8. Fase Pergolakan dan Pembaharuan Pemikiran (1970-1998)
Selama kurun waktu Orde Lama (1959-1965) kebebasan mengeluarkan pendapat baik yang bersifat akademis terlebih-lebih politik terkekang dengan ketat. Suasana itu berubah tatkala Orde Baru muncul, walaupun kebebasan hakiki belum diperoleh sebagaimana mestinya. Sama halnya di penghujung pemerintahan Soeharto dianggap sebagai suatu perbedaan yang tidak pada tempatnya. Namun walaupun demikian, kebebasan datang, kondisi terbatas dapat dimanfaatkan, baik yang berkaitan dengan agama, akademik dan politik. Kejumudan dan suasana tertekan pada masa Orde Lama mulai cair terutama dalam pembaharuan pemikiran Islam yang dipandang sebagai suatu keharusan, sebagai jawaban terhadap berbagai masalah untuk memenuhi kebutuhan kontemporer. Hal seperti itu muncul di kalangan HMI dan mencapai puncaknya tahun 1970. Tatkala Nurcholis Madjid menyampaikan ide pembaharuannya dengan topik Keharusan Pembaharuan Pemikiran dalam Islam dan Masalah Integrasi Umat. Sikap itu diambil, karena apabila kondisi ini dibiarkan mengakibatkan persoalan-persoalan umat yang terbelenggu selama ini, tidak akan memperoleh jawaban yang efektif.
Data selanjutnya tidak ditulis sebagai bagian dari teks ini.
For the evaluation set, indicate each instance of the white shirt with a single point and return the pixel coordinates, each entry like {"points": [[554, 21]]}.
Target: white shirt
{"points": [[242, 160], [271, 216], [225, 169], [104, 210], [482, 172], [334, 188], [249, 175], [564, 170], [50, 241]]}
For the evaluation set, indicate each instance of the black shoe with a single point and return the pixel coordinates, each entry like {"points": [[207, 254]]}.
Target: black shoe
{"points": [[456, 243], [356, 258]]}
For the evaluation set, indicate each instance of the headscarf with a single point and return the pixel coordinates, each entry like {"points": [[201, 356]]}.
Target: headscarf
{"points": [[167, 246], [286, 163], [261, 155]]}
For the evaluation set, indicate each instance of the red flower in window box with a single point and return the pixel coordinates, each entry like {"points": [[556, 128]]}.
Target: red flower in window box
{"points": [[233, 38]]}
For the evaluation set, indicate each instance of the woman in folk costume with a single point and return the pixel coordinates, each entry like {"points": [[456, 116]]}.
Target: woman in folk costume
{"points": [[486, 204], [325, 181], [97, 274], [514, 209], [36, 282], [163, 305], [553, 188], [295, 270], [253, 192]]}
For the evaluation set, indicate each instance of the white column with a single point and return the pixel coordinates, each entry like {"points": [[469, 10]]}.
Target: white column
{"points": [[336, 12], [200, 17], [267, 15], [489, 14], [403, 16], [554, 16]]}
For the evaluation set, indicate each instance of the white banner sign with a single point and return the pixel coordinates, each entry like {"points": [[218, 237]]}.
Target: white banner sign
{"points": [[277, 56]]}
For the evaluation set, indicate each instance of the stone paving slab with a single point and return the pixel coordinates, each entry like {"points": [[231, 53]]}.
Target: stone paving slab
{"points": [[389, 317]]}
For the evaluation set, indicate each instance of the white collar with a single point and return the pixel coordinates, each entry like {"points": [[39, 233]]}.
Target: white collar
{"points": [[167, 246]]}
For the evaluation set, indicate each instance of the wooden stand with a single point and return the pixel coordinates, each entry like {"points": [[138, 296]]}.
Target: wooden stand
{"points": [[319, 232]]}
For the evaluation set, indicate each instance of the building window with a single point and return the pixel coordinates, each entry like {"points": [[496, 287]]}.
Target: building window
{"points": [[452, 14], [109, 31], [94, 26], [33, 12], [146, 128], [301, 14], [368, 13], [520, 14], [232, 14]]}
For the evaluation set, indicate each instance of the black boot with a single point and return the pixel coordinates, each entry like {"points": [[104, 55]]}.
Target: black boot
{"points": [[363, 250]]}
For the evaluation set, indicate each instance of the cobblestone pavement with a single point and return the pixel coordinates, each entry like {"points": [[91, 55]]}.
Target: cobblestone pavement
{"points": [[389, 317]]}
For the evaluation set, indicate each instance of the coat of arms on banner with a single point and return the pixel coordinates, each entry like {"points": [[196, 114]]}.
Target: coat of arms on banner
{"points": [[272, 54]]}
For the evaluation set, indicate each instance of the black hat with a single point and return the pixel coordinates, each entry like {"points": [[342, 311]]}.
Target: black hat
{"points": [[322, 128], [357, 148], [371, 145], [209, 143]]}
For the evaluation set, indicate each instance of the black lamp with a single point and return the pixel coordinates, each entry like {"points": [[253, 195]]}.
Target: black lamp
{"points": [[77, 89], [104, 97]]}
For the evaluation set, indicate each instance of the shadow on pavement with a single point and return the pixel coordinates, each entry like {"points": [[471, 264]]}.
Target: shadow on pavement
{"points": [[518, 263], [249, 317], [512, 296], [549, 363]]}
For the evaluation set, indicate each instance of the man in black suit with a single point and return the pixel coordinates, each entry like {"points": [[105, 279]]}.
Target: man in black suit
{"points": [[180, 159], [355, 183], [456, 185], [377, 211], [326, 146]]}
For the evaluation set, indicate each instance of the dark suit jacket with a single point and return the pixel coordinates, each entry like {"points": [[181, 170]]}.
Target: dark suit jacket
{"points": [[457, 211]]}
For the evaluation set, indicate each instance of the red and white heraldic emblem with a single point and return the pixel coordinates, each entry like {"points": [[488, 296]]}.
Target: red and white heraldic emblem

Sebagai konsekuensinya muncul pergolakan pemikiran dalam tubuh HMI yang dalam berbagai substansi permasalahan timbul perbedaan pendapat, penafsiran dan interpretasi. Hal itu tercuat dalam bentuk seperti persoalan negara Islam, Islam Kaffah, sampai kepada penyesuaian dasar HMI dari Islam menjadi Pancasila. Sejak diberlakukannya Undang-Undang Nomor: 8/1985 yang mengharuskan bahwa semua partai dan organisasi harus berdasarkan Pancasila. Kongres ke-16 HMI di Padang tahun 1986, HMI menyesuaikan diri dengan mengubah asas Islam dengan Pancasila. Akibat penyesuaian ini beberapa orang anggota HMI membentuk MPO, akibatnya HMI pecah menjadi dua yaitu HMI DIPO dan HMI MPO.
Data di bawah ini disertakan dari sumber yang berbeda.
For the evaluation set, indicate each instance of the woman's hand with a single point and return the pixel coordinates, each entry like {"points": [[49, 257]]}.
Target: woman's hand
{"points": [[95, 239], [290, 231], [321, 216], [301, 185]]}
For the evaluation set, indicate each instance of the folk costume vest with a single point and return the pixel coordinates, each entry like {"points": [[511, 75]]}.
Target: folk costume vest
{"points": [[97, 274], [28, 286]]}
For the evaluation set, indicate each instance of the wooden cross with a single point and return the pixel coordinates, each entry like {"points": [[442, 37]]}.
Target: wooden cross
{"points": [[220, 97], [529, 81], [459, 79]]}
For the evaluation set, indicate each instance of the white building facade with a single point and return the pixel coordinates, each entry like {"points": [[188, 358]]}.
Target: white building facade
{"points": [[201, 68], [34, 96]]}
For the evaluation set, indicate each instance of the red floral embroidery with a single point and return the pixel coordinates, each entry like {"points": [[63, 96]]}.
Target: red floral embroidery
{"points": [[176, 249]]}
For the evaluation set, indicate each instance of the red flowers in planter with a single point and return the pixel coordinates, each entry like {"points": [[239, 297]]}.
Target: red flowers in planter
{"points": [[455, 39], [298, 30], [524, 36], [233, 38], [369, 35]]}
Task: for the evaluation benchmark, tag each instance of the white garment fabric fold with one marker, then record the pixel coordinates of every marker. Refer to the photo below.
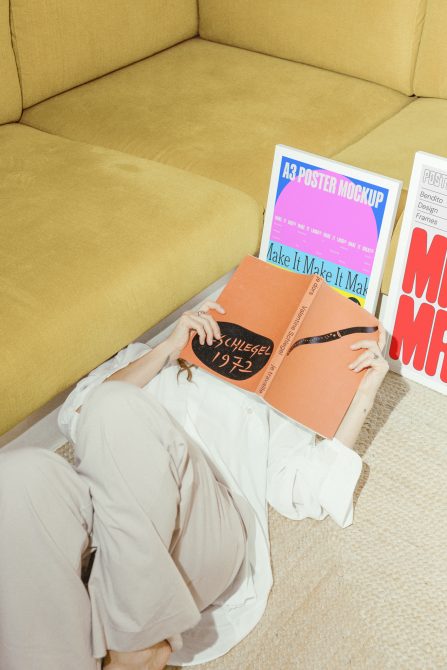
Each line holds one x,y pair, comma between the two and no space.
262,457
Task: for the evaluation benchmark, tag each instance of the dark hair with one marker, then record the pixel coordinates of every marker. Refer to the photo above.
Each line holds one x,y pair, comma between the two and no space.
184,367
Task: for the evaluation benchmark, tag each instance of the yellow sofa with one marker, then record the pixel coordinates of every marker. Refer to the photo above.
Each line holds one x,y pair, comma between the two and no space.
136,145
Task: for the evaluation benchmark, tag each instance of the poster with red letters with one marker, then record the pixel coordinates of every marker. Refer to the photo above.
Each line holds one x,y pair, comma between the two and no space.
416,310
9. Fase Reformasi (1998-2000)
Apabila dicermati dengan seksama secara historis HMI sudah mulai melaksanakan gerakan reformasi dengan menyampaikan beberapa pandangan yang berbeda serta kritik maupun evaluasi secara langsung terhadap pemerintahan Orde Baru di bawah kepemimpinan Presiden Soeharto pada tahun 1995. Sesuai dengan kebijakan PB HMI, bahwa HMI tidak akan melakukan tindakan-tindakan inkonstitusional dan konfrontasi terhadap Pemerintah. HMI melakukan dan menyampaikan kritik secara langsung yang bersifat konstruktif.
Koreksi dan kritik yang dimaksud, pertama, disampaikan M. Yahya Zaini Ketua Umum PB HMI Periode 1992-1995 ketika memberikan sambutan pada pembukaan Kongres ke-20 HMI di Istana Negara Jakarta tanggal 21 Januari 1995. Koreksi itu antara lain, bahwa menurut penilaian HMI, pembangunan ekonomi kurang diikuti dengan pembangunan politik. Masih dirasakan tingkat perubahan di tingkat politik tidak sebanding dengan apa yang terjadi di bidang ekonomi. Dalam pembangunan politik institusi-institusi politik atau badan-badan demokrasi belum maksimal memainkan fungsi dan peranannya. Akibatnya aspirasi masyarakat masih sering tersumbat. Kondisi inilah yang menutut kita, pemerintah dan masyarakat untuk terus menggelindingkan proses demokratisasi dengan bingkai Pancasila tetapi ini harus diikuti dengan pemberdayaan masyarakat. Dalam suasana demikian, proses saling kontrol akan terbangun. Selain itu HMI melihat masih banyak distorsi dalam proses pembangunan. Gejala penyalahgunaan kekuasaan, kesewenang-wenangan, praktek kolusi, korupsi, dan nepotisme adalah cerminan tidak berfungsinya sistem nilai yang menjadi kontrol dan landasan etika dan bekerjannya suatu sistem.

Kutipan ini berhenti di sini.